I believe that this manner of functioning is facilitated by two factors: first, because the Central Government initially having recognised the authority of the IPRS to function as such, now has not notified another agency to perform these functions and therefore there is a clear vacuum that IPRS can exploit; and second the lack of awareness in the music industry that such exclusivity is not the domain of IPRS owing to its non-registration, and that other societies can register themselves as copyright societies and carry out the same functions. This latter misunderstanding is perpetuated even in the documents of the Copyright Office on copyright societies here which still carries the name of the IPRS as a copyright society with the disclaimer that its registration is still pending, despite clear evidence to the fact that their registration has lapsed. This can be overcome by proactive action by the Central Government under S.33(3) in the appointment of another agency – maybe in the form of a co-operative society (the term ‘co-operative society’ is loosely used here) composed of sub-societies that can represent the various classes of artists and their interests with transparent governance norms laid out by the Government. The Government has not hesitated to create private bodies to regulate other areas, with clear cut norms to regulate their functioning, such as the creation of the NIXI to regulate the .in domain name. This proactivity should perhaps be demonstrated in collective administration of royalties as well. The alternative solution to this is to remove the S.33(1) provision which might encourage other companies to come up and enter into the business of licensing and royalty administration.

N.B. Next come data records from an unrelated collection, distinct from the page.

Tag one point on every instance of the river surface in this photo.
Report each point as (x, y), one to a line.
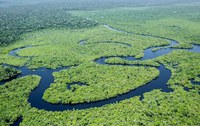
(35, 98)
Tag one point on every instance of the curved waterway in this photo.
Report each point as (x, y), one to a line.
(35, 98)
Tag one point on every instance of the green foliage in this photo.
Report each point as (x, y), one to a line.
(179, 22)
(184, 66)
(103, 82)
(16, 21)
(14, 95)
(7, 73)
(177, 108)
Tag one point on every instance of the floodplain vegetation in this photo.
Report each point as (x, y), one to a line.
(58, 44)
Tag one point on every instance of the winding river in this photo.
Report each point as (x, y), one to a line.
(35, 98)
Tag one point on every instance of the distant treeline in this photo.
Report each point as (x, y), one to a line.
(18, 20)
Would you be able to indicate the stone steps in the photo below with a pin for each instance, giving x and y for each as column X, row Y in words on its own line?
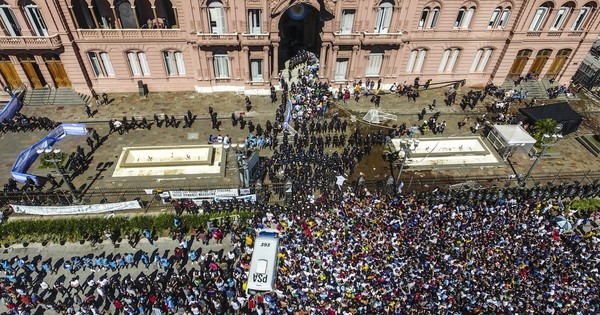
column 592, row 147
column 61, row 96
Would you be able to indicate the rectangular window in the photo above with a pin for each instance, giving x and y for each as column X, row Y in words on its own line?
column 384, row 17
column 347, row 21
column 340, row 69
column 423, row 18
column 133, row 64
column 504, row 18
column 420, row 60
column 174, row 63
column 559, row 19
column 256, row 70
column 98, row 71
column 459, row 18
column 10, row 21
column 107, row 64
column 467, row 19
column 217, row 20
column 254, row 21
column 444, row 60
column 452, row 61
column 170, row 63
column 435, row 15
column 180, row 63
column 374, row 64
column 411, row 61
column 144, row 64
column 484, row 60
column 538, row 18
column 221, row 64
column 35, row 18
column 580, row 17
column 493, row 18
column 476, row 60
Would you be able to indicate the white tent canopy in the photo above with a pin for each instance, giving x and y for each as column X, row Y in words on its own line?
column 508, row 139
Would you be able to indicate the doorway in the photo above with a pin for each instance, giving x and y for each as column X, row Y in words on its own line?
column 57, row 71
column 519, row 64
column 32, row 70
column 300, row 28
column 559, row 61
column 8, row 72
column 540, row 61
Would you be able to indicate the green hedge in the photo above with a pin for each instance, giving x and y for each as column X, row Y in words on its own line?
column 73, row 229
column 585, row 207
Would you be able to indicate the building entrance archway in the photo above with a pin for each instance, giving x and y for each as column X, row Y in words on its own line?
column 300, row 27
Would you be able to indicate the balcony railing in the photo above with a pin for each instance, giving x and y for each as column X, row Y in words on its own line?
column 346, row 39
column 254, row 39
column 30, row 42
column 381, row 38
column 108, row 34
column 228, row 39
column 553, row 34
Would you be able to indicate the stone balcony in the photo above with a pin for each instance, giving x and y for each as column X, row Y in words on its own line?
column 381, row 38
column 118, row 34
column 227, row 39
column 552, row 35
column 347, row 39
column 255, row 39
column 30, row 42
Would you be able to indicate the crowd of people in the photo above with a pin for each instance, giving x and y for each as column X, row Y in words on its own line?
column 350, row 252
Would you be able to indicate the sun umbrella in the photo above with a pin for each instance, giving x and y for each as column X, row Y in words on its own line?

This will allow competition to serve as a check to the activities of IPRS. However, the reason I would prefer the former solution with a proactive Governmental interference is because the influence of the publishing houses that pretty much run the music industry is deep seated in the IPRS, creating significant entry barriers to other potential competitors.
Maybe it would be cliché here to say that the journey of a million miles starts with a single step and that the ED has taken that step towards accountability in the system, but for hundreds of artists in the country this holds a deeper meaning and might ensure a stable livelihood for them.